Cigarettes, Whiskey and Wild Women (French: Cigarettes, Whisky et P'tites Pépées) is a 1959 French comedy film directed by Maurice Régamey and starring Annie Cordy and Pierre Mondy.

== Premise ==
To bail out their club on the French Riviera, a group of young and pretty sportswomen do not hesitate to exploit whiskey and cigarettes found in the cellar during resounding celebrations.

== Cast ==

- Jean Carmet as Martial
- Annie Cordy as Martine
- René Havard as Fernand
- Pierre Mondy as Max
- Pierre Doris as Gustave
- Franco Interlenghi as Mario
- Reinhard Kolldehoff as Van Dorfelt
- Alessandra Panaro as Micheline
- Sylvie Adassa as Michèle
- Armande Navarre as Juliette
- Nadine Tallier as Arlette
- Micheline Gary as Véronique
- Gisèle Grimm as Élisabeth
- Christian Méry as Angelo
- Arielle Coignet as Isabelle
- Dominique Darsac as Jacqueline
- Pierre Mirat as Abadie
- Jean Richard as The client
- Albert Rémy as The customs
- Pierre Moncorbier as The notary
- Jeanne Valérie

== Production ==
The film was shot from 30 June to 13 August 1958.

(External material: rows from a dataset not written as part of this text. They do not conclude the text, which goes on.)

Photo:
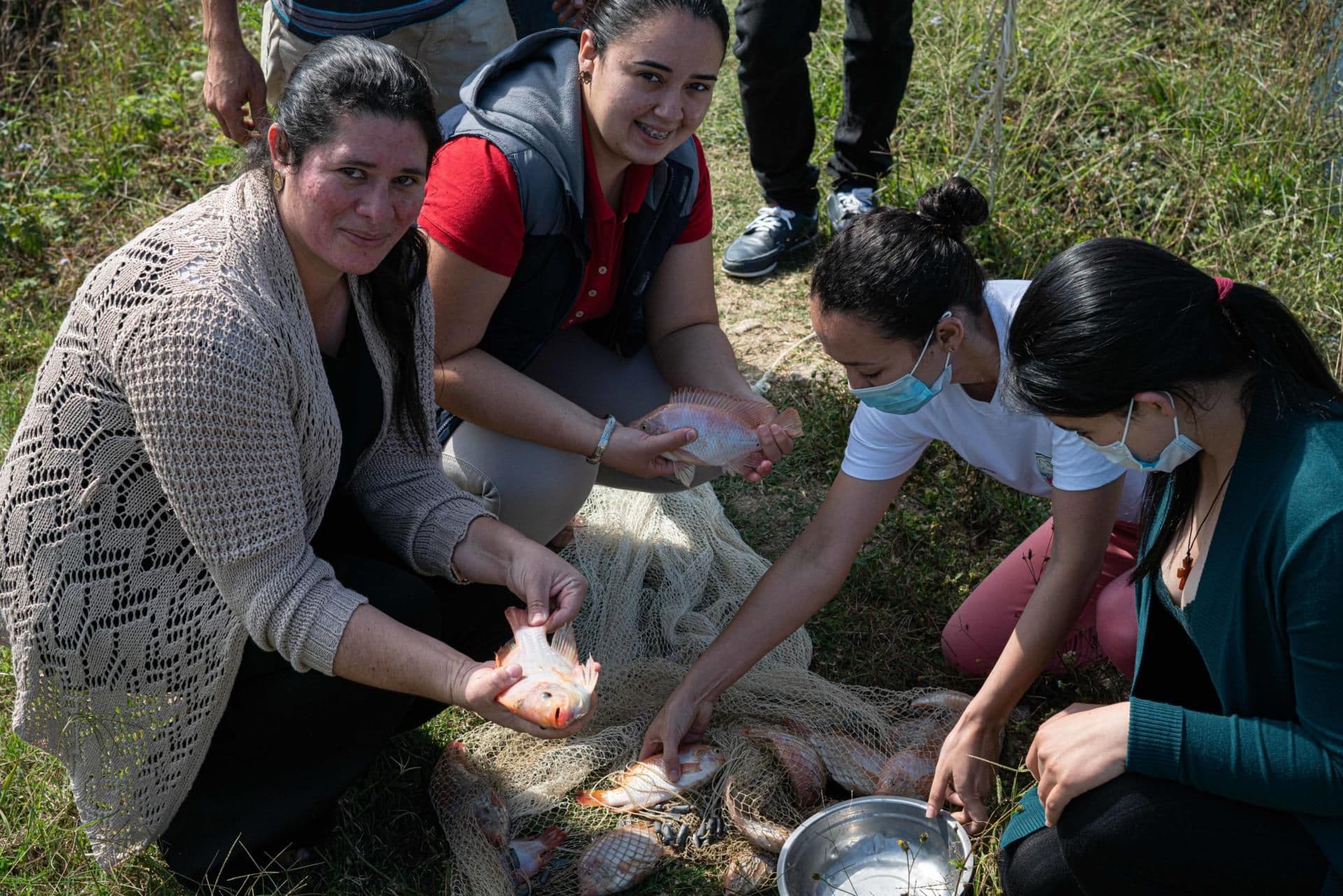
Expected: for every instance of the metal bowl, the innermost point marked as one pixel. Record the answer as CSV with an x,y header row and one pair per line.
x,y
855,849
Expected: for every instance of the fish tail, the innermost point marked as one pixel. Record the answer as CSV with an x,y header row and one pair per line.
x,y
791,422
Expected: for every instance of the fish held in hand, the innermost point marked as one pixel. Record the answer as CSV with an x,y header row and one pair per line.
x,y
800,760
758,832
621,859
555,691
645,783
458,789
725,430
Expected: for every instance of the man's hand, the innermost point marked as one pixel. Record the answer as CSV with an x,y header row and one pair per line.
x,y
234,84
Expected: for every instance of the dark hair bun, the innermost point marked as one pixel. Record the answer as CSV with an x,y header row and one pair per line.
x,y
954,204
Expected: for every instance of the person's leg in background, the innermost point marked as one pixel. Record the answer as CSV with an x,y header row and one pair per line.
x,y
455,45
877,57
1146,836
774,38
978,630
531,17
539,490
280,52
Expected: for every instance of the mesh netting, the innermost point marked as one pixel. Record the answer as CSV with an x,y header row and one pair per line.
x,y
668,573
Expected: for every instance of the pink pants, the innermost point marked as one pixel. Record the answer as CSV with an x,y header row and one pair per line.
x,y
978,632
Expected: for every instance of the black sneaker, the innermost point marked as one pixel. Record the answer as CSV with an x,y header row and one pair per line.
x,y
774,233
845,206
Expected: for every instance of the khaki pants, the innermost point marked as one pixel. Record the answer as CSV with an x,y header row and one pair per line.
x,y
537,490
449,48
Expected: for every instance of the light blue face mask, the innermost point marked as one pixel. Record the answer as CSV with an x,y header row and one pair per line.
x,y
907,394
1179,449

The film was released in Italy 10 February 1959, in France, 25 February 1959, in Sweden, 16 November 1959 and in Germany, 4 March 1960.

The film is most known from the 1947 song "Cigarettes, Whisky et P'tites Pépées" ("Cigarettes, Whisky, And Wild, Wild Women" music by Tim Spencer, French lyrics by Jacques Soumet and François Llenas) singing by Annie Cordy.